TOKYO (AFP) - Tokyo stocks opened 0.75 per cent lower on Friday after a scare over a Portuguese bank sent Wall Street lower and boosted the yen.
The Nikkei 225 index was down 113.88 points at 15,102.59 at the start.
"Investors have gone more 'risk-off' in light of how fully valued many global stock markets have become and how vulnerable they are to potential sell-offs," said SMBC Nikko Securities general manager of equities Hiroichi Nishi.
The yen, often considered a safe haven in financial turmoil, rose as the Portuguese bank scare spread.
The Japanese currency fetched 101.28 to the dollar and 137.76 to the euro early Friday, compared with 101.32 and 137.88 in New York Thursday afternoon.

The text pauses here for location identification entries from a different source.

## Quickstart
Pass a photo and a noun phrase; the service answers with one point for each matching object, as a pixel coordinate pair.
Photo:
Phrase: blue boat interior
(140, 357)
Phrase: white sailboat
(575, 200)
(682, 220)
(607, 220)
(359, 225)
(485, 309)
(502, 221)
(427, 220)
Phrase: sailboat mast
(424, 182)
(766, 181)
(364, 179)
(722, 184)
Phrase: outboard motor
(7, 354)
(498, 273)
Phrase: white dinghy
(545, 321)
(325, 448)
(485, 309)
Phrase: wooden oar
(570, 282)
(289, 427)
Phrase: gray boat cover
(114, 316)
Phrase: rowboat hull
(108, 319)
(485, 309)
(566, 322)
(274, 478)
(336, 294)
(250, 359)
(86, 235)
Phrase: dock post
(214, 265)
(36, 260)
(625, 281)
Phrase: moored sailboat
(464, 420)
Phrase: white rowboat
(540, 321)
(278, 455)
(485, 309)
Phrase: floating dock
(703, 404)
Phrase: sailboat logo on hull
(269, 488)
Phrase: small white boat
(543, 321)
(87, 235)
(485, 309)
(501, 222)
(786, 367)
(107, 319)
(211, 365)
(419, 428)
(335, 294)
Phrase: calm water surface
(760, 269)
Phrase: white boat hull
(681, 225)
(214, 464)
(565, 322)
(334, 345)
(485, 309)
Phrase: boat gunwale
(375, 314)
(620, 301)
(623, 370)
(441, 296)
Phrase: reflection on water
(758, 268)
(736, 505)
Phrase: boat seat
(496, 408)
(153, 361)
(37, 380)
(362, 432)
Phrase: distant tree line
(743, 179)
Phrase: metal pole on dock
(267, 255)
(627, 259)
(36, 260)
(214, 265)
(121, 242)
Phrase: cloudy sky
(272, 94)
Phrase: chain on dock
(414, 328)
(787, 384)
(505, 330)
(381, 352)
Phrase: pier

The dollar bought US$1.3601 against US$1.3609 in US trade.
A strong yen is negative for Japanese exporters as it makes them less competitive abroad and erodes profits when repatriated.
The Dow Jones Industrial Average on Thursday finished down 0.42 per cent at 16,915.07 after recouping some of a sharp opening loss.
Sell-offs hit European markets Thursday due to fears over the health of Portugal's largest listed bank, Banco Espirito Santo (BES).
Portugal's financial market regulator halted trading in BES shares after they plunged over allegations that its parent company covered up a 1.3-billion-euro (S$2.2 billion) hole in the accounts.